Gefrierpunkt Benzin und Diesel

Anders als Wasser gefriert Benzin nicht bei null Grad Celsius, sondern erst bei etwa minus 60 Grad. Diesel beginnt schon bei etwa minus 22 Grad auszuflocken.

Datum:
Grundsätzlich bestehen Benzin und Diesel aus Kohlenwasserstoffketten, wobei diese beim Diesel länger sind. Das bedeutet das Otto-Kraftstoff ein Gemenge aus geraden, verzweigten und ringförmigen Kohlenwasserstoffen mit fünf bis neun Kohlenstoff-Atomen ist, während es beim Diesel zehn bis 22 Kohlenstoffatome sind.

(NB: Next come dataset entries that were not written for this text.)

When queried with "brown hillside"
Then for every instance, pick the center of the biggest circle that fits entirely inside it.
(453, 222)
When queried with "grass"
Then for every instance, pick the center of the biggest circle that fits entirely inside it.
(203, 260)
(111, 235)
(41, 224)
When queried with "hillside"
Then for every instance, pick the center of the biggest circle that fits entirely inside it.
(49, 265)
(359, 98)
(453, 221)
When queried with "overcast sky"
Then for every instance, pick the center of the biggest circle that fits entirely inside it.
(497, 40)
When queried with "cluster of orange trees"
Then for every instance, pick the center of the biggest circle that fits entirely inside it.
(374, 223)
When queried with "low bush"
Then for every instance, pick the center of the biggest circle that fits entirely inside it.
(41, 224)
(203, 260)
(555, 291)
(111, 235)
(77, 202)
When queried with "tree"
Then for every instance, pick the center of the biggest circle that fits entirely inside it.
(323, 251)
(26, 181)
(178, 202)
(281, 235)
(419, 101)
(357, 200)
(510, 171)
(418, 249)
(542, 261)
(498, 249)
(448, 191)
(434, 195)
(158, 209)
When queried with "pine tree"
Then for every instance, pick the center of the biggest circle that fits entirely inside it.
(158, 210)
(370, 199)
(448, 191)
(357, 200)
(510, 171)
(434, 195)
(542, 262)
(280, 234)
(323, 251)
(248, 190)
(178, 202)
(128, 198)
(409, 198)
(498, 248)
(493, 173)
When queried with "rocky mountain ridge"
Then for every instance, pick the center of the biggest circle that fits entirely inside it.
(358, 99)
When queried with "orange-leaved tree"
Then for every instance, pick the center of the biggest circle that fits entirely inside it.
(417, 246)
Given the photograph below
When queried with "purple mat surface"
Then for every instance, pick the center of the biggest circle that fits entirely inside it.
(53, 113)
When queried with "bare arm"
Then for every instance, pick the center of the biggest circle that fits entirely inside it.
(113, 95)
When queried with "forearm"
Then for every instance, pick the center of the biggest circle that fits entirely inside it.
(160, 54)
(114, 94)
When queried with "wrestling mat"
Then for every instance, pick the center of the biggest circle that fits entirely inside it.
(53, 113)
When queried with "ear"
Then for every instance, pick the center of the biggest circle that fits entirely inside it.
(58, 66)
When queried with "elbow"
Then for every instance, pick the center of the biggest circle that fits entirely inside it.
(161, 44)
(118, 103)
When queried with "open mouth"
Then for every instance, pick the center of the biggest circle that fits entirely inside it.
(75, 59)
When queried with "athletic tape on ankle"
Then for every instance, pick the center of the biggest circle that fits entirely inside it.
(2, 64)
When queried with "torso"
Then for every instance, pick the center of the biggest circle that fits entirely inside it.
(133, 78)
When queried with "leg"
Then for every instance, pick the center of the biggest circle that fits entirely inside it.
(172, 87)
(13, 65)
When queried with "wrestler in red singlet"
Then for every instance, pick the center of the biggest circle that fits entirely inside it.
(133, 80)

Benzin beginnt bei minus 45 Grad auszuflocken

Bei extremer Kälte können Flüssigkeiten gefrieren. Bei Benzin beginnen die ersten Paraffine (wachsartige Kohlenstoffe) bei etwas minus 45 Grad auszuflocken. Das ist dann schon kalt genug, um den Motor zum Erliegen zu bringen. Bei rund minus 60 Grad ist der Treibstoff gefroren.
Deutlich kritischer ist es beim Dieseln, der in seiner Ausgangsform schon bei etwa minus sieben Grad mit dem Ausflocken beginnt. Deswegen mischen die Treibstoffhersteller dem Diesel Additive bei, die diesen Prozess bis zu etwa minus 22 bis minus 25 Grad verzögern. Man spricht dann auch von sogenanntem "Winter-Diesel".

Kein Benzin zum Diesel geben

Früher gab es den Trick, dem Diesel etwas Otto-Treibstoff zuzumischen und so die Standfestigkeit bei Kälte zu verbessern. Von diesem Kniff kann nur abgeraten werden, da es beim Betreiben der hochmodernen Diesel-Triebwerke mit dem wesentlich leichter zu entzündenden Benzin zu schweren Schäden an den Injektoren, Kraftstoffleitungen, der Kraftstoffpumpe und dem Tank kommen kann. Ist der Diesel versulzt beziehungsweise dickflüssiger geworden, hilft nur noch eines: an einem warmen Ort, zum Beispiel in der Garage, auftauen.